Поднялся невообразимый крик, мешанина из немецких и русских команд, всю эту массу людей согнали в колонну по десять; кто был покрепче, помогал идти больным и раненым; тронувшись с места, колонна бегом направилась к огромной бадье, наполненной ломтями хлеба; несколько охранников хватали скудные порции и швыряли их людям, которых в бешеном темпе гнали мимо.
Некоторым счастливчикам из числа здоровых удалось схватить свою пайку, прочие остались ни с чем, куски хлеба били их по лицу, пролетали мимо, падали прямо на землю, втаптывались в грязь; пытавшихся за ними нагнуться сбивали с ног следующие шеренги и снова поднимали дубинки надзирателей; и уж совсем плохо приходилось черноглазым и черноволосым, особенно если у них еще и нос крючком, — таких охранники или бравый служака-переводчик тут же выволакивали из колонны, осыпая ударами.

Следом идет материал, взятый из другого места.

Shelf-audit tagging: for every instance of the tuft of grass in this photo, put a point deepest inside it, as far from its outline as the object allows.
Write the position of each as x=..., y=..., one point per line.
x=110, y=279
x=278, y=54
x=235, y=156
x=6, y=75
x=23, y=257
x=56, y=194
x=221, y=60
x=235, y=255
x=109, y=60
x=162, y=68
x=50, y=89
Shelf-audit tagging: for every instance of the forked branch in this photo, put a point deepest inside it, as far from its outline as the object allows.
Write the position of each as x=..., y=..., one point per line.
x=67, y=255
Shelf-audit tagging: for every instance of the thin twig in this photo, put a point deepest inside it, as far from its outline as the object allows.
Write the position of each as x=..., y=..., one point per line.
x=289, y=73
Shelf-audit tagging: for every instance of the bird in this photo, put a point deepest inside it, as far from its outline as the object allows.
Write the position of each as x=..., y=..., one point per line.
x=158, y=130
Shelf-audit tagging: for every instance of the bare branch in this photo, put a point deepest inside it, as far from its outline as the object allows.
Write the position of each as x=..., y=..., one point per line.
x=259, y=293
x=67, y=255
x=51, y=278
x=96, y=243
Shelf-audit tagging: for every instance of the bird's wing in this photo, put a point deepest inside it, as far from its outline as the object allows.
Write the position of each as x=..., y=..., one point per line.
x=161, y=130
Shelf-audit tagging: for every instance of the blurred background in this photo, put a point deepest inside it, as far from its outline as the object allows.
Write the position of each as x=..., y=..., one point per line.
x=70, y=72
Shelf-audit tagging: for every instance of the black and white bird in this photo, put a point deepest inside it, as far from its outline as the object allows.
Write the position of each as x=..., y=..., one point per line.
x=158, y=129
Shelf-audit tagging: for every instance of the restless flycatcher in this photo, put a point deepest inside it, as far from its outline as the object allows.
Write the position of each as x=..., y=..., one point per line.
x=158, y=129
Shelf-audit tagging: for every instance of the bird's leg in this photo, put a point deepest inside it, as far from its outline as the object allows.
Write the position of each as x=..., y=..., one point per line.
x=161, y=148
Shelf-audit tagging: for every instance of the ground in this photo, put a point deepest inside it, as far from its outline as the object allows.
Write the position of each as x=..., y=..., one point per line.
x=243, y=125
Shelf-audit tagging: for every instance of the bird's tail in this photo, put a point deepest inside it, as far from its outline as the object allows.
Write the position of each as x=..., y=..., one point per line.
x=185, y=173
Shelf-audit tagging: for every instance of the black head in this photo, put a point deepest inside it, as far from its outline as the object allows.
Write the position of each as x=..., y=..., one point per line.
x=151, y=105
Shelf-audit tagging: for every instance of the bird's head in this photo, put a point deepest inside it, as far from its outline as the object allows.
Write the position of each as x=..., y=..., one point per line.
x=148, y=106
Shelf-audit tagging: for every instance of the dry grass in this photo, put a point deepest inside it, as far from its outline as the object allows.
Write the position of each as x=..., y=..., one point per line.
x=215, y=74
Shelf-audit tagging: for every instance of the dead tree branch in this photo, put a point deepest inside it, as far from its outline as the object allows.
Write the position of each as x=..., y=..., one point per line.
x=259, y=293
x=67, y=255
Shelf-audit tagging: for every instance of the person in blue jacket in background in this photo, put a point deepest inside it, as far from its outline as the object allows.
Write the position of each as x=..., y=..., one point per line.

Я живо представил себя в кучке отобранных. А потом, как ни старался отогнать эту мысль, никак не мог от нее отделаться, — ведь и я был воплощением всех этих внешних черт, превращавших человека в меченого, в презренного, остервенело преследуемого парию.
Но вот в чем нелепость — чудотворная сила армейской формы отбрасывала и на меня ореол этакой светлой личности, призванной вырвать человечество из мрака, — хочет оно того или нет.
Вне всяких сомнений, эта первая встреча лицом к лицу с фашистскими методами сортировки людей, происшедшая вблизи от линии фронта, в победном упоении первых недель русской кампании, потому так запечатлелась в памяти, что связалась в моем мозгу с возможностью собственных страданий.
Получилось примерно так же, как и дома; там значок гитлеровской молодежи служил мне спасительной шапкой-невидимкой, когда носители духа времени, так называемого здорового народного чутья, слишком вплотную занимались сравнительно-зоологическим анализом моей особы с их расовой кочки зрения.
В тот первый миг свободы, когда я, закончив передачу, только-только убрал палец с клавиши и переключился на прием, наша походная радиостанция как раз катила из Курляндского котла прямиком в советский плен, — мы успели отъехать всего несколько километров, местность выглядела все такой же чистенькой и дышала таким же безмятежным покоем, словно ее все это не касалось, Вильгельм, наш шофер, вдруг притормозил, — так вот в тот исторический миг, превративший немногих уцелевших из радиовзвода при штабе дивизии в отставных радистов, я и впрямь, еще не отдавая себе ясного отчета, ощутил какую-то радость, или, скорее, что-то вроде облегчения, не более того.
Во всяком случае, нынче мне кажется, что те минуты я воспринял именно так.
Что бы теперь ни случилось, но с недавним прошлым, с этой двенадцатилетней историей тысячелетней империи, для меня было покончено. Ничего от этого времени не останется, абсолютно ничего.
Я отряхну его с себя, как тягостное воспоминание, как капли холодного дождя. Так думал я тогда.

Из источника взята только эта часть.